Donald Duncan became a household name when he first marketed the yo-yo in the 1930s. (Shortly thereafter, people began questioning what exactly a "household name" was. Are there some names that are more appropriate for commercially-zoned districts?)
Although this is generally discredited now, it was maintained that the yo-yo was originally a deadly weapon from Southeast Asindosialaysiappines (or very close to it) and the world marveled at how Duncan had taken this device of assured destruction and created a magnificent toy. Duncan didn't exactly invent the thing, but he did add some taken-for-granted innovations such as the "sliding loop" which enabled the yo-yo to "sleep" and the butterfly cut which made the psychotic palm-drilling piece of plastic a little easier to catch.

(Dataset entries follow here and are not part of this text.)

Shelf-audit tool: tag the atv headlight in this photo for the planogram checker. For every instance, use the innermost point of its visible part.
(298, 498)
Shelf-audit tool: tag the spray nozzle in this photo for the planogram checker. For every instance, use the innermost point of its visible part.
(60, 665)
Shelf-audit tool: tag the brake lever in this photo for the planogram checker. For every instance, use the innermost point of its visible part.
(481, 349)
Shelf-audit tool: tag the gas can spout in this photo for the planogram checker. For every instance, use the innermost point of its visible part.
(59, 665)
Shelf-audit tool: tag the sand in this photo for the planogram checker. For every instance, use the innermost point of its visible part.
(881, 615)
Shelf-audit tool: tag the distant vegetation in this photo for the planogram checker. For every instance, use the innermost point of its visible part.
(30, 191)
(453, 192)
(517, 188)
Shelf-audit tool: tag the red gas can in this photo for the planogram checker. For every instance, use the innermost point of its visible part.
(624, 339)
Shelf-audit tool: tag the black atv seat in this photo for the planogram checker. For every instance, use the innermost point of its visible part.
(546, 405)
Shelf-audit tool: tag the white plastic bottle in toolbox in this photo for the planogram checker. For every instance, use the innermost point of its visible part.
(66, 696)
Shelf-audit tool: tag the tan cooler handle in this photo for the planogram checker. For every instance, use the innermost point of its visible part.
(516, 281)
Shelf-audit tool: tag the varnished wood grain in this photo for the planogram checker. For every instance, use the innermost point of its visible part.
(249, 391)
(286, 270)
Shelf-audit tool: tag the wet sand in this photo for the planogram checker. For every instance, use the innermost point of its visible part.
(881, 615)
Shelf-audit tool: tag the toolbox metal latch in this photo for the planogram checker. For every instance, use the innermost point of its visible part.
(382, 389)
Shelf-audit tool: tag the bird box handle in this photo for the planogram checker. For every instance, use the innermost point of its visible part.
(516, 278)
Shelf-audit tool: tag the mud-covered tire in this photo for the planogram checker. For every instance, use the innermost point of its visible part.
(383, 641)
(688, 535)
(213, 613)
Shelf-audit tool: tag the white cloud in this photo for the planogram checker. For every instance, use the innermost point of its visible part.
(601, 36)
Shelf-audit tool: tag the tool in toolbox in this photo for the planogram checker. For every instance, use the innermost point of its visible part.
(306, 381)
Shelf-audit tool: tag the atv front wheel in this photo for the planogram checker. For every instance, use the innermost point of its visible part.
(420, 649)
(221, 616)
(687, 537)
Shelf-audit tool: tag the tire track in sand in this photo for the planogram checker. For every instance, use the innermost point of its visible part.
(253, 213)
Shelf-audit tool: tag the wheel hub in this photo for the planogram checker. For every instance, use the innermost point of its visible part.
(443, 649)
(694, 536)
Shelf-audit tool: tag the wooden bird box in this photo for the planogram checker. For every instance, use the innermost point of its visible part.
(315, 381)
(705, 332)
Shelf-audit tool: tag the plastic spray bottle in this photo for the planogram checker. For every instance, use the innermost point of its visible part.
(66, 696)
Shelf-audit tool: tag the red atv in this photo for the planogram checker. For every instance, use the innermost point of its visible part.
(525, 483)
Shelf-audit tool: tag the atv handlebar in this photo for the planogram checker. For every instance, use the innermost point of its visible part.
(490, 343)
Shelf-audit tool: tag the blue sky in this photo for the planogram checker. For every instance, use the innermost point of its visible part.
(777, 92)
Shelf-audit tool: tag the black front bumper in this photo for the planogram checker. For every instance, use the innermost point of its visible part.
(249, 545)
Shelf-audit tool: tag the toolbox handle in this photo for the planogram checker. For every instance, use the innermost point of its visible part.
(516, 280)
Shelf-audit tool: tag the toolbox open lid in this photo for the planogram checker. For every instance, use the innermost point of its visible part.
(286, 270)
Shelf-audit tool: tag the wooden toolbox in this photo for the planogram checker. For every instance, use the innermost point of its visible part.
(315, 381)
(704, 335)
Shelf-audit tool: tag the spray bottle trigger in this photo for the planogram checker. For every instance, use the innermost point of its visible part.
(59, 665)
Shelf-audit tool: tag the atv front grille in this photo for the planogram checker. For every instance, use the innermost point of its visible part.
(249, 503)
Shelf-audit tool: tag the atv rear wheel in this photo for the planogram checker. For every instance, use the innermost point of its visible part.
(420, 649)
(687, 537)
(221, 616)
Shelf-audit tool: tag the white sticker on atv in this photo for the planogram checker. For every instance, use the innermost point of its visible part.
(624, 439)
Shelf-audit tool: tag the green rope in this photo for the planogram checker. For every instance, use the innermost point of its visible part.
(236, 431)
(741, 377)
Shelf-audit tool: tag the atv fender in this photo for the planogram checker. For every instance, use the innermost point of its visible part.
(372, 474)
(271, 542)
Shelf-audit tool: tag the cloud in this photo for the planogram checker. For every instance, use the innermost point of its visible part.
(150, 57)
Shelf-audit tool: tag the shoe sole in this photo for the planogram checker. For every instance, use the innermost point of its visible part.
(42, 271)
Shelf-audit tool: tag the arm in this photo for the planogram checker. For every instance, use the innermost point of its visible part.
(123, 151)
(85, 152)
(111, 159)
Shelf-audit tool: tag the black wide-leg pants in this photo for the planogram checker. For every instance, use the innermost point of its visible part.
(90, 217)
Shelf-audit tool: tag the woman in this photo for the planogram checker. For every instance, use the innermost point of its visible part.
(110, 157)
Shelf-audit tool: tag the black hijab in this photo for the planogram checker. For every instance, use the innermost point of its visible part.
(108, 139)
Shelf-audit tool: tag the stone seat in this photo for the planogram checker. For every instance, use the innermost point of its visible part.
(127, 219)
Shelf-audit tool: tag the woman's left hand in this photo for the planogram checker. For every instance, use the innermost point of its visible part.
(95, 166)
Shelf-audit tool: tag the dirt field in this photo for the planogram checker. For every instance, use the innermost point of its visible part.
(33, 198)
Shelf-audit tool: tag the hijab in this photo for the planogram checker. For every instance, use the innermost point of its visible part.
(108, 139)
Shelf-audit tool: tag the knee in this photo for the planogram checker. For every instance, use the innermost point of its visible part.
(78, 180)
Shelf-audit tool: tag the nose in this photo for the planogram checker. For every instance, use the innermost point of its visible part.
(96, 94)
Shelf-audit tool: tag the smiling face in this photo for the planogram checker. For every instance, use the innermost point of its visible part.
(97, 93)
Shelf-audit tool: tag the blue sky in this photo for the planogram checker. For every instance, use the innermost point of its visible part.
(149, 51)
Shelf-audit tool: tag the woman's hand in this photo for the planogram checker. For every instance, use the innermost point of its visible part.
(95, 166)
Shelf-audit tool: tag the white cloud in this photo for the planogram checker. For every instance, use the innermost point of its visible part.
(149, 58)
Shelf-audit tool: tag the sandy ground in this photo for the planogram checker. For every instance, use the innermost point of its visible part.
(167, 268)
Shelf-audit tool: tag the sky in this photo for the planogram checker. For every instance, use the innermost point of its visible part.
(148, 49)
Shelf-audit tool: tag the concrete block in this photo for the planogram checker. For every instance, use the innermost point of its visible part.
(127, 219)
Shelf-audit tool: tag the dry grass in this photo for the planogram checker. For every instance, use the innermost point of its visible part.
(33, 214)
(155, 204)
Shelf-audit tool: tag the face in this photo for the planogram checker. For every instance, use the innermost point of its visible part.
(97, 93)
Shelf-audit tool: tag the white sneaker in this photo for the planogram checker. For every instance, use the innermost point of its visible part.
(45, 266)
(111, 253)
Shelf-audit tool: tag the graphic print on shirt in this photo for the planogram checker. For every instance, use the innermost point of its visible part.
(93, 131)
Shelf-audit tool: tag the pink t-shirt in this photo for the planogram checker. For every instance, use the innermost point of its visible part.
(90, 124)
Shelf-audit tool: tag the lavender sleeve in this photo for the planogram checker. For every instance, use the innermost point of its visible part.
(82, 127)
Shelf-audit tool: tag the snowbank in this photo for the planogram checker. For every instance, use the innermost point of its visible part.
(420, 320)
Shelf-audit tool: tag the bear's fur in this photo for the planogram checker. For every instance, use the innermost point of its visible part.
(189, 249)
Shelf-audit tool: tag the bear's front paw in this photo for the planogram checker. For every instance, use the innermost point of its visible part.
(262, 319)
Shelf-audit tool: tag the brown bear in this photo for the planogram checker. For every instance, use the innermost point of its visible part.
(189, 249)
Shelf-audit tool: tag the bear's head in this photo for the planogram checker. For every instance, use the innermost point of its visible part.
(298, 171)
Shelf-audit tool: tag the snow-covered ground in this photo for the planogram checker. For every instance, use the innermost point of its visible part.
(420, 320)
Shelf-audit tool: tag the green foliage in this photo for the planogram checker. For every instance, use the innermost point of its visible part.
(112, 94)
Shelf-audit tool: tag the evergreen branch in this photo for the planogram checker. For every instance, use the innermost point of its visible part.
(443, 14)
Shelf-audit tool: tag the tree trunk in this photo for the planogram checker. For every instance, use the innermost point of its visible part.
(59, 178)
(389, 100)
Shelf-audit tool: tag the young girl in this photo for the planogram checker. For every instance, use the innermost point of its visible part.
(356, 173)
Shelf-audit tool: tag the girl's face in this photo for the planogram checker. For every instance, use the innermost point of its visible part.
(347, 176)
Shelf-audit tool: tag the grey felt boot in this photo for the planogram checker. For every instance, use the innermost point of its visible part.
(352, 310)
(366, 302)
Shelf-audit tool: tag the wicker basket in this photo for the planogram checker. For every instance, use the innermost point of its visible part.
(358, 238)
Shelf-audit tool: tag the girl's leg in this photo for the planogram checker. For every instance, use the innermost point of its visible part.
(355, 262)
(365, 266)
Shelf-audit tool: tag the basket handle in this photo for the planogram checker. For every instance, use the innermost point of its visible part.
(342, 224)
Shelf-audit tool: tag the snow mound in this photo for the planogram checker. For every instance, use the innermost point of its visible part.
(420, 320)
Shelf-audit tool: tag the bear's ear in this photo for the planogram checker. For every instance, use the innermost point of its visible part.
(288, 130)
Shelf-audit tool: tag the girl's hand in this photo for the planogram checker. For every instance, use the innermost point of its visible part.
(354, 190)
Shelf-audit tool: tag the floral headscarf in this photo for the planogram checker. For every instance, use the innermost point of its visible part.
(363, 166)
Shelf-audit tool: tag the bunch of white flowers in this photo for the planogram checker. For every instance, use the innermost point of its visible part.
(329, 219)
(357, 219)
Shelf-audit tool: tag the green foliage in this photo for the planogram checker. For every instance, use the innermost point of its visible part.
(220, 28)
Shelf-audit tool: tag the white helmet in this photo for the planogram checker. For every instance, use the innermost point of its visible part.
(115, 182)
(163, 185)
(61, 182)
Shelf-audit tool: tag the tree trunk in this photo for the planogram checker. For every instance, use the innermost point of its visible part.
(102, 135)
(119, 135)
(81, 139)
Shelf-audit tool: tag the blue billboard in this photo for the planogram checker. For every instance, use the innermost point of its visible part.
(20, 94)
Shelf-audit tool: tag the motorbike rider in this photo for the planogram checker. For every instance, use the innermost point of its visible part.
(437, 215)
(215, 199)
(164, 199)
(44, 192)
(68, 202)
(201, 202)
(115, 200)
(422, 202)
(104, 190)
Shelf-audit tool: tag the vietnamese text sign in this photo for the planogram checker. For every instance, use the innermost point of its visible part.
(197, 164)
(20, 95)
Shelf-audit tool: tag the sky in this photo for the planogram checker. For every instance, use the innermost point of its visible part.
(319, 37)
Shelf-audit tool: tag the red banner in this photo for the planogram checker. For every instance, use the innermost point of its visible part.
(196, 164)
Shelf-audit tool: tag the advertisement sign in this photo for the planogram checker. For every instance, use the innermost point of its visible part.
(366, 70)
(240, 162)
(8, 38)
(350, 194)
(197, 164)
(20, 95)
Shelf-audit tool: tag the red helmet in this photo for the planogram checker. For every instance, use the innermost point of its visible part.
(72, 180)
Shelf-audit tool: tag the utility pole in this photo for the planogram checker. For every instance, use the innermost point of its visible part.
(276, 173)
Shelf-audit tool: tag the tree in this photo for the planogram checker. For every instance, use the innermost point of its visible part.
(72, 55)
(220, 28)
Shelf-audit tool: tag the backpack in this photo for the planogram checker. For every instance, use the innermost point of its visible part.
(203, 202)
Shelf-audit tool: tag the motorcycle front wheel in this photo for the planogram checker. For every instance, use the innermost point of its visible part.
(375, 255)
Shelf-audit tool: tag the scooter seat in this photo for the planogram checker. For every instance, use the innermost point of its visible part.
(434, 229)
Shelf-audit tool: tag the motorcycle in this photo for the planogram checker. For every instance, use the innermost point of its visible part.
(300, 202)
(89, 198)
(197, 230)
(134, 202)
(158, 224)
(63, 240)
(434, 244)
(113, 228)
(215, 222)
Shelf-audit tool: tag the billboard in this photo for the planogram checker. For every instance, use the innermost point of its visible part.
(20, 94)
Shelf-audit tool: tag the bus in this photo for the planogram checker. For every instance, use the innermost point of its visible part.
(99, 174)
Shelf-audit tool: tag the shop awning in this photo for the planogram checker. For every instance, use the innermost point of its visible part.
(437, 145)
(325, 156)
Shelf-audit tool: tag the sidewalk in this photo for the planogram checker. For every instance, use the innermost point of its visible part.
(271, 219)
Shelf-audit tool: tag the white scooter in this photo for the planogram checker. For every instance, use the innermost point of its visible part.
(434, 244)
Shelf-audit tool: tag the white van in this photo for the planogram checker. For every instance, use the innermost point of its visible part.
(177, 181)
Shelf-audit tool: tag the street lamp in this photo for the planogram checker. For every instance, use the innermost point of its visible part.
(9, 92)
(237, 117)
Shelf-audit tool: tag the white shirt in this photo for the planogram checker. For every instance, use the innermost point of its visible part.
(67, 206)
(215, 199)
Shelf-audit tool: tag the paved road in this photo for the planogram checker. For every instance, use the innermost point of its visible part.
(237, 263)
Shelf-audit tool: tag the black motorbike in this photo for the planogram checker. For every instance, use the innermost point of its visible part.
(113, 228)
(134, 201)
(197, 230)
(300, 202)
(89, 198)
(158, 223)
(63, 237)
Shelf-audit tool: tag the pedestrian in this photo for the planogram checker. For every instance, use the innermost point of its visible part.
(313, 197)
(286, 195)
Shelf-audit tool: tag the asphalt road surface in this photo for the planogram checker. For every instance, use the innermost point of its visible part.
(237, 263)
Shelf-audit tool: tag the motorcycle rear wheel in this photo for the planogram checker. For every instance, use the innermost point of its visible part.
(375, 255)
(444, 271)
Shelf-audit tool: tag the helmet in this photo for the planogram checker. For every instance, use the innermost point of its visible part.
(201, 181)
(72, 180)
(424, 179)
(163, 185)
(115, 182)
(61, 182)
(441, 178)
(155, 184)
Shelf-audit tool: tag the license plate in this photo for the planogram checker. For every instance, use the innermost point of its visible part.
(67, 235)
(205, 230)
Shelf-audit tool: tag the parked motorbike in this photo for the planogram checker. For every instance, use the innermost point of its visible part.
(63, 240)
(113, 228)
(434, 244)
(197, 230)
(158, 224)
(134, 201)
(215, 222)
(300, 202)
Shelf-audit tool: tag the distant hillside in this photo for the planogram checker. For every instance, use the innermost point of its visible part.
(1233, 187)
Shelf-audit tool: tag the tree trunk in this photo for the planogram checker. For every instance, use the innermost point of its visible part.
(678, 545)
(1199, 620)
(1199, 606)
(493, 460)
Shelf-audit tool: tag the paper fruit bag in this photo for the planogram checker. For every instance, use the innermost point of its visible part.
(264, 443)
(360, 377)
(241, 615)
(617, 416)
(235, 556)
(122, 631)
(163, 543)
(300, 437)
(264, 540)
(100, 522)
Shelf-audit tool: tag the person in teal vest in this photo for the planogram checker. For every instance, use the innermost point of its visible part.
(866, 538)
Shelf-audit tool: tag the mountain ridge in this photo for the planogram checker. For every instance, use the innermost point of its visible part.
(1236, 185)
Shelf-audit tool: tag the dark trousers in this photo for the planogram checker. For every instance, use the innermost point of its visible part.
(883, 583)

I think the discreditors and debunkers are right: there's no way in Heffalumps this thing was ever a decent weapon. If National Geographic followed these hunters around you would just see 6 hours of tough guys untangling strings from bushes and smacking themselves in the face.
Remember that Duncan commercial from the late 1980s-early 1990s where that dude is doing all of those tricks with a glow-in-the-dark yo-yo? I always wanted them to turn on the lights all of a sudden: you'd see all of these bodies flung around the room in varied states of consciousness. "If it's not a Duncan, they're probably still crawling back to finish you off!"